Push to import Victorian music laws

Push to import Victorian music laws
Image: Live music at the Annandale Hotel in Sydney's inner west

By Edmund Kirkwood

Live music advocates have called upon the O’Farrell government to follow Victoria’s lead in reducing regulation of live performance venues.

The Napthine state government in Victoria used the last sitting day of parliament in 2013 to declare a series of red tape reforms aimed at making it easier for small pubs and bars to establish themselves as live music venues.

Victorian Planning Minister Matthew Guy vowed to implement an “agent-of-change” planning principle that would provide assurance to venues that clash with new residents over noise complaints.

Under the new laws, the party that changes the pre-existing conditions of the building – a pub or residential property – must pay for soundproofing to improve the amenity. The 36 total reforms also include the removal of unnecessary regulation of liquor license applications and other requirements for venues wishing to host live music.

Darcy Byrne, Mayor of Leichhardt and advocate of the inner west’s live music scene, lamented noise complaints from new residents and demanded the O’Farrell government respond immediately.

“For too long, Sydney’s live music venues have been under threat from vexatious noise complaints made by newly arrived neighbours,” he said.

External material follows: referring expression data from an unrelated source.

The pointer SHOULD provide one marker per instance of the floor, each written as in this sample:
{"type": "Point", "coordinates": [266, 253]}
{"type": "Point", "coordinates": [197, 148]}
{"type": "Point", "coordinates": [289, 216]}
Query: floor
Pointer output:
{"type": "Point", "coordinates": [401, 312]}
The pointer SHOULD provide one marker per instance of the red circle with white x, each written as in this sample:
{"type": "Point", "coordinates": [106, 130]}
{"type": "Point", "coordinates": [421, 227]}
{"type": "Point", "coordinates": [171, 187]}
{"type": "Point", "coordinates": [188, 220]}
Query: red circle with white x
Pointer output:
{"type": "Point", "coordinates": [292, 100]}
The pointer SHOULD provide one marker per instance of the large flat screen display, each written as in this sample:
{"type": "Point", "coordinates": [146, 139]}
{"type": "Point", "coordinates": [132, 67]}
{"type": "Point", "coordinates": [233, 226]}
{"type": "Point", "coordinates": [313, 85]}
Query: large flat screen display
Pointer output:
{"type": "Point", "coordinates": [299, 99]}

“The Victorian Liberal Government is taking the threat to live music seriously and the O’Farrell Liberal Government must act too.”

Clint O’Hanlon, Marketing and Promotions Manager at the World Bar, a prominent night club in Kings Cross, said the legislation is “necessary” to improve the prosperity of live music in Sydney. But he suggested a lot more needs to happen before reforms like this are adopted at a state-wide level.

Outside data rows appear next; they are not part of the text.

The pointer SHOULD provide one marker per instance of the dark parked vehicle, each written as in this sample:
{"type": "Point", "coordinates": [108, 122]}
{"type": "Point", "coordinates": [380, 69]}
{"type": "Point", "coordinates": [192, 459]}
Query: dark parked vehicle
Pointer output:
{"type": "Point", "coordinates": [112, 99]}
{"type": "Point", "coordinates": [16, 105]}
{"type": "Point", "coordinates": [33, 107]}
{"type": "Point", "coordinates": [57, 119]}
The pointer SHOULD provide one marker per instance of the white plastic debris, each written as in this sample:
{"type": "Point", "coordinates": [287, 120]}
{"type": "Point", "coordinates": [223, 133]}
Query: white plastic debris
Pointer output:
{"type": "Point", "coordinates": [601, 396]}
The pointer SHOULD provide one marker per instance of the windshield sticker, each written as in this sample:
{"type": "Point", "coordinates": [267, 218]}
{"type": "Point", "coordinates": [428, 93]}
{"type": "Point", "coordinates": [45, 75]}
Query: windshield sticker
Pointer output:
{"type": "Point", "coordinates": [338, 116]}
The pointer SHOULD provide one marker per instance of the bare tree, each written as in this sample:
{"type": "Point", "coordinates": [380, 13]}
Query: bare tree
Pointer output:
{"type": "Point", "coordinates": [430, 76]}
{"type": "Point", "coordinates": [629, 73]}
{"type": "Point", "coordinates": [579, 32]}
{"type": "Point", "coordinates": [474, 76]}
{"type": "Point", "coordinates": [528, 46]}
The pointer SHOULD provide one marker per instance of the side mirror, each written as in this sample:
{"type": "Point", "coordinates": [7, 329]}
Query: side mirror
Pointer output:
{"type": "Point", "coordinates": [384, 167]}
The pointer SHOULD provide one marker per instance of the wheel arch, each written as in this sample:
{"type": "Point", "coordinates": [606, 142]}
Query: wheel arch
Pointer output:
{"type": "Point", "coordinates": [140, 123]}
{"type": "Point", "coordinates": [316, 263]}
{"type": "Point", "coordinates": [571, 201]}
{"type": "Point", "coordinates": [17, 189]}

“At the rate and intensity that the NSW government is criminalising and ostracising Sydney venues, it would take a complete attitude shift from Police, the media and subsequently the voting public before these kinds of reforms could truly be on the table.”

Many of the Victorian government’s changes form some of the key recommendations made by Sydney’s Live Music Taskforce last year.

But Dr Ianto Ware, member of the Taskforce and co-director of the National Live Music Office, said while these reforms are suited to Victoria, they are not necessarily what is needed in Sydney.

“Sydney needs to approach things differently from Melbourne, largely because Melbourne retained its music venues through the eighties and nineties, whereas Sydney – and most other Australian states – actively repressed them,” he told the Inner West Independent.

“[These reforms] would help protect existing venues but Sydney needs more venues hosting cultural activity so we need to go beyond simply protecting what we’ve got and start helping new initiatives to start up.”